A gas leak forced hundreds of panicked residents to flee their homes in Lawrence before daybreak Friday, sowing fear in a neighborhood still recovering from the deadly gas fires and explosions a year ago.


Residents described police and firefighters banging on their doors at 4 a.m. and telling them to get out.


Lori Martin, a 53-year-old disabled homeowner, said she grabbed a pocketbook and sweater and hurried to a Walgreens parking lot, where she was loaded onto a bus and brought to Arlington Middle School, where 400 displaced residents were given food and temporary shelter.


Officials late Friday said the leak was triggered when contractors preparing for road work for the city of Lawrence were checking water valves in the area, and “inadvertently closed a gas valve,” puncturing a gas main. Officials added that the gas valve was “not compliant” with state standards and should have been disabled during construction work a year ago.
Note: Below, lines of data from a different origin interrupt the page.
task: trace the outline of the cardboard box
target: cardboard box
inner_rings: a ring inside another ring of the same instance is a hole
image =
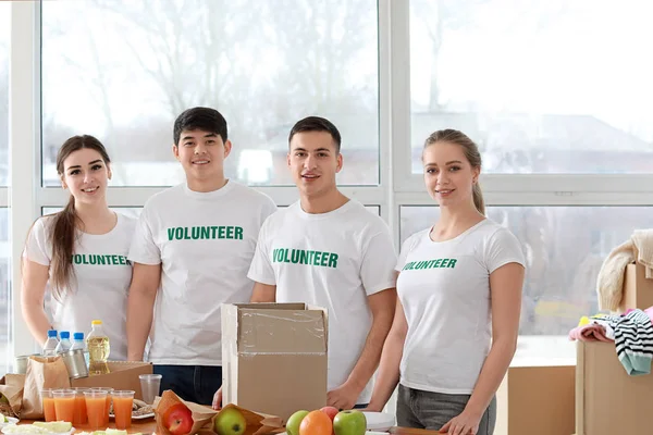
[[[653,432],[653,375],[630,376],[612,343],[578,341],[576,434]]]
[[[626,266],[624,272],[624,293],[619,312],[629,308],[644,310],[653,307],[653,279],[646,278],[646,268],[640,263]]]
[[[222,304],[222,403],[278,415],[326,405],[328,319],[304,303]]]
[[[143,400],[138,375],[151,374],[152,364],[150,362],[136,361],[109,361],[107,364],[109,365],[109,373],[71,380],[71,386],[132,389],[135,391],[134,397]]]
[[[571,434],[575,372],[574,365],[510,366],[496,391],[495,434]]]

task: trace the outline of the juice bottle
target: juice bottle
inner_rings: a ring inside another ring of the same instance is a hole
[[[71,350],[71,347],[73,347],[73,344],[71,343],[71,333],[67,331],[62,331],[59,336],[61,337],[61,340],[54,348],[54,352],[63,353]]]
[[[88,366],[88,348],[86,347],[86,341],[84,341],[84,333],[74,333],[73,338],[73,347],[71,347],[71,350],[82,349],[84,351],[86,366]]]
[[[56,357],[57,345],[59,345],[59,338],[57,338],[57,330],[48,331],[48,339],[44,344],[44,357]]]
[[[107,359],[111,348],[101,320],[91,322],[90,333],[86,337],[86,347],[88,348],[88,374],[93,376],[109,373]]]

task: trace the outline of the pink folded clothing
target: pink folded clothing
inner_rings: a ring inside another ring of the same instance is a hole
[[[605,327],[597,323],[575,327],[569,331],[569,339],[581,341],[614,341],[606,337]]]

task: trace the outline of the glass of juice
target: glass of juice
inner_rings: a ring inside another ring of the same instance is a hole
[[[111,409],[111,395],[113,394],[113,388],[111,388],[111,387],[94,387],[90,389],[94,391],[107,391],[107,415],[109,415],[109,410]]]
[[[86,398],[86,415],[88,425],[94,431],[106,430],[109,425],[109,411],[107,410],[107,391],[90,389],[84,391]]]
[[[54,408],[54,397],[52,388],[41,389],[41,401],[44,405],[44,419],[46,421],[57,421],[57,410]]]
[[[88,417],[86,413],[86,397],[84,391],[88,391],[89,388],[75,387],[75,415],[73,417],[73,425],[86,424]]]
[[[118,390],[112,394],[113,415],[115,417],[115,428],[126,430],[132,427],[132,406],[134,405],[134,391]]]
[[[57,421],[72,423],[75,417],[75,390],[74,389],[54,389],[54,411]]]

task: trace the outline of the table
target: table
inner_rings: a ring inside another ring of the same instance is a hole
[[[32,424],[32,420],[21,420],[20,424]],[[109,421],[109,427],[115,427],[113,420]],[[93,432],[90,428],[85,427],[76,427],[81,432]],[[145,420],[132,420],[132,428],[130,428],[130,433],[140,432],[144,435],[149,435],[155,432],[157,428],[157,422],[155,422],[155,418],[145,419]],[[408,427],[393,427],[390,431],[393,435],[433,435],[438,434],[435,431],[424,431],[421,428],[408,428]]]

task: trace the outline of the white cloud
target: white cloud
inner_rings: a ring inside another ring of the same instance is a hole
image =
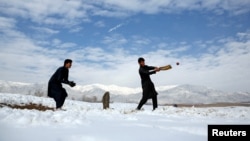
[[[31,27],[32,29],[38,31],[38,32],[41,32],[41,33],[47,33],[47,34],[57,34],[59,33],[60,31],[58,30],[53,30],[51,28],[47,28],[47,27]]]
[[[65,58],[73,59],[70,79],[78,84],[116,84],[139,87],[138,57],[144,57],[148,65],[172,64],[173,69],[152,75],[155,85],[195,84],[228,91],[250,91],[249,32],[238,33],[232,40],[225,40],[220,47],[199,57],[181,55],[189,50],[182,43],[176,48],[164,47],[140,54],[129,49],[106,50],[101,47],[82,47],[69,51],[60,48],[43,48],[29,38],[15,38],[11,42],[1,41],[1,79],[24,82],[47,82]],[[244,38],[244,39],[243,39]],[[240,39],[240,40],[239,40]],[[216,43],[216,41],[213,41]],[[66,44],[53,40],[54,44]],[[202,42],[206,43],[206,41]],[[161,43],[159,43],[161,44]],[[3,46],[5,48],[3,48]],[[208,42],[207,48],[211,46]],[[215,45],[213,45],[215,46]],[[180,66],[176,66],[176,62]]]
[[[118,24],[118,25],[116,25],[116,26],[110,28],[108,32],[115,31],[115,30],[117,30],[118,28],[120,28],[121,26],[123,26],[123,24]]]
[[[103,21],[97,21],[94,25],[97,27],[105,27],[106,26]]]

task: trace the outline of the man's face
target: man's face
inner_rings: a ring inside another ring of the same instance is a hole
[[[65,65],[65,67],[69,69],[69,68],[71,68],[71,65],[72,65],[72,63],[67,63],[67,64]]]
[[[145,61],[141,61],[141,62],[139,63],[139,65],[140,65],[140,66],[145,66]]]

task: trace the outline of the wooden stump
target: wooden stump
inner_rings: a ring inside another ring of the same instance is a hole
[[[110,99],[109,92],[105,92],[102,97],[103,109],[109,108],[109,99]]]

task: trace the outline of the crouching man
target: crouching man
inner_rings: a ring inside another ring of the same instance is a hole
[[[64,65],[59,67],[51,76],[48,83],[48,96],[54,98],[56,102],[56,109],[61,109],[66,97],[68,96],[66,90],[62,87],[62,83],[74,87],[76,84],[68,80],[69,68],[71,68],[72,60],[66,59]]]

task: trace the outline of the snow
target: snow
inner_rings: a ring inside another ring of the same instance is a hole
[[[51,98],[0,93],[0,103],[36,103],[54,107]],[[130,112],[136,103],[101,103],[66,99],[59,111],[0,108],[0,141],[201,141],[209,124],[249,124],[250,108],[152,105]]]

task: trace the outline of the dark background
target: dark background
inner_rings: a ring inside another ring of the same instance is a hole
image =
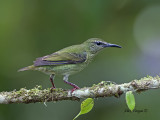
[[[49,76],[17,72],[37,57],[98,37],[123,46],[107,48],[69,80],[80,87],[100,81],[118,84],[160,73],[159,0],[1,0],[0,91],[51,87]],[[56,76],[57,87],[71,89]],[[136,94],[137,110],[128,113],[125,96],[95,99],[93,110],[79,120],[159,119],[159,90]],[[80,102],[61,101],[0,105],[0,120],[71,120]]]

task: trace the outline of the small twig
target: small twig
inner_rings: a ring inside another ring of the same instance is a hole
[[[142,92],[149,89],[160,87],[160,77],[145,77],[140,80],[133,80],[124,84],[108,84],[102,81],[92,87],[84,87],[71,91],[63,90],[61,88],[50,90],[42,90],[41,86],[27,90],[21,88],[19,91],[0,92],[0,104],[11,103],[35,103],[35,102],[50,102],[61,100],[80,100],[81,98],[97,98],[97,97],[120,97],[121,94],[127,91]]]

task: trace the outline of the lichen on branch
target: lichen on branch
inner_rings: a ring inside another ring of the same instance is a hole
[[[140,80],[133,80],[124,84],[112,84],[107,81],[102,81],[92,87],[84,87],[75,90],[71,93],[70,90],[63,90],[56,88],[51,90],[42,89],[41,86],[36,86],[33,89],[27,90],[21,88],[20,90],[10,92],[0,92],[0,104],[11,103],[36,103],[36,102],[50,102],[61,100],[80,100],[81,98],[98,98],[98,97],[120,97],[121,94],[127,91],[142,92],[149,89],[156,89],[160,87],[160,77],[147,76]]]

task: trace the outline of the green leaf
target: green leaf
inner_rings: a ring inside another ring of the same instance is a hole
[[[132,91],[128,91],[126,93],[126,103],[128,108],[133,111],[135,108],[135,99],[134,99],[134,95],[132,93]]]
[[[81,111],[79,112],[79,114],[73,120],[78,118],[78,116],[80,116],[82,114],[86,114],[89,111],[91,111],[93,106],[94,106],[94,100],[92,98],[87,98],[86,100],[84,100],[81,103]]]

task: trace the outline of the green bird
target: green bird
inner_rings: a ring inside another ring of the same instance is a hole
[[[37,70],[50,75],[53,89],[56,88],[54,85],[55,75],[63,75],[64,82],[74,87],[71,90],[73,92],[79,87],[68,81],[69,75],[83,70],[99,51],[107,47],[121,48],[119,45],[107,43],[99,38],[90,38],[82,44],[69,46],[50,55],[37,58],[33,65],[19,71]]]

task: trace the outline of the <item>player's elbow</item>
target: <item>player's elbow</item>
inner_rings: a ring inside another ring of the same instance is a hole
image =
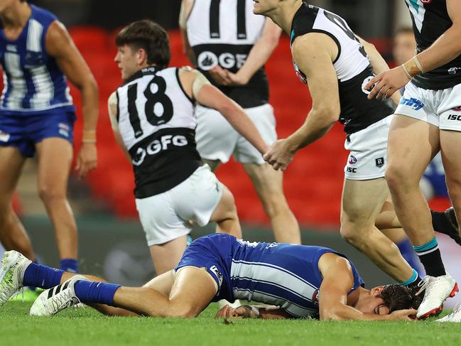
[[[339,309],[328,308],[320,309],[319,313],[320,320],[342,320],[344,318],[341,316]]]

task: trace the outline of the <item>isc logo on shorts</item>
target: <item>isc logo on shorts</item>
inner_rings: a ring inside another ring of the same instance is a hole
[[[185,146],[188,145],[188,139],[184,136],[166,134],[159,139],[152,141],[146,148],[138,148],[136,153],[136,158],[133,159],[134,166],[139,166],[146,158],[146,155],[156,155],[163,150],[167,150],[170,146]]]

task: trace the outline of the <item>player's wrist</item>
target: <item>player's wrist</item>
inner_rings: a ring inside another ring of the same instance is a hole
[[[82,143],[84,144],[95,144],[96,130],[83,130]]]

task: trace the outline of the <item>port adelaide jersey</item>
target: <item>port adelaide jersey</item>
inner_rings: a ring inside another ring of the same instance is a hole
[[[195,149],[194,104],[178,68],[144,68],[119,87],[116,96],[117,121],[132,158],[136,198],[168,191],[202,165]]]
[[[337,75],[341,114],[340,122],[347,134],[357,132],[391,114],[394,109],[387,104],[367,97],[369,92],[363,86],[372,78],[373,70],[365,50],[346,21],[337,14],[303,3],[295,14],[291,26],[291,44],[298,36],[309,33],[322,33],[336,43],[338,55],[333,66]],[[293,61],[302,82],[305,75]]]
[[[406,3],[413,21],[418,53],[429,48],[453,24],[445,0],[406,0]],[[435,90],[461,84],[461,55],[443,66],[415,76],[411,82]]]
[[[208,71],[219,65],[237,72],[259,39],[266,21],[266,17],[253,13],[251,0],[196,0],[188,18],[188,39],[197,58],[197,68],[244,108],[269,102],[264,67],[248,84],[239,87],[216,85]]]

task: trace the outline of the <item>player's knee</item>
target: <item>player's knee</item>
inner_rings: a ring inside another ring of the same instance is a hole
[[[48,187],[40,186],[38,188],[38,195],[45,203],[53,202],[59,200],[65,200],[66,194],[65,191]]]
[[[410,183],[412,180],[410,173],[405,169],[405,165],[398,166],[396,164],[388,164],[385,177],[387,185],[391,190],[400,189],[402,186]]]

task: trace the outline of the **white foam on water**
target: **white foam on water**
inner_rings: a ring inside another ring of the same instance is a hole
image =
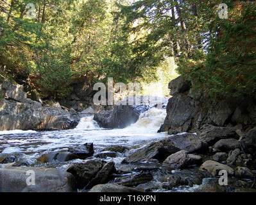
[[[93,120],[94,116],[83,117],[80,119],[75,129],[95,129],[99,126],[97,122]]]
[[[37,133],[34,130],[21,130],[21,129],[15,129],[15,130],[8,130],[8,131],[0,131],[1,135],[12,135],[12,134],[20,134],[20,133]]]

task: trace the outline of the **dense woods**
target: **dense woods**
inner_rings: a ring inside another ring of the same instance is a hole
[[[196,92],[255,97],[255,33],[254,1],[1,0],[0,78],[62,98],[78,82],[166,78],[174,57]]]

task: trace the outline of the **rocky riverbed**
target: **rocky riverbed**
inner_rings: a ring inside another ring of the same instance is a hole
[[[244,110],[241,102],[205,100],[203,106],[203,97],[178,78],[170,83],[166,111],[154,104],[117,106],[82,117],[31,102],[7,84],[1,85],[1,129],[34,131],[0,133],[0,192],[256,191],[250,101]],[[35,186],[27,183],[31,171]]]

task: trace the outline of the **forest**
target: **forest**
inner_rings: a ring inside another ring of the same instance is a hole
[[[78,82],[154,82],[159,68],[169,81],[172,58],[196,92],[256,98],[255,2],[223,1],[1,0],[0,78],[58,99]]]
The mass evacuation came barely one year after a natural gas catastrophe on Sept. 13, 2018, caused more than 100 fires and explosions, killed one man, and displaced hundreds of residents, and just three days after the National Transportation Safety Board placed the blame for the disaster on local utility Columbia Gas.


Martin, who lived without heat and hot water for four months after last year’s gas explosions, said she was terrified to be contending with another gas crisis. “I’m very shaky,” she said Friday. “I’ve got such a headache right now. And it’s just stress.”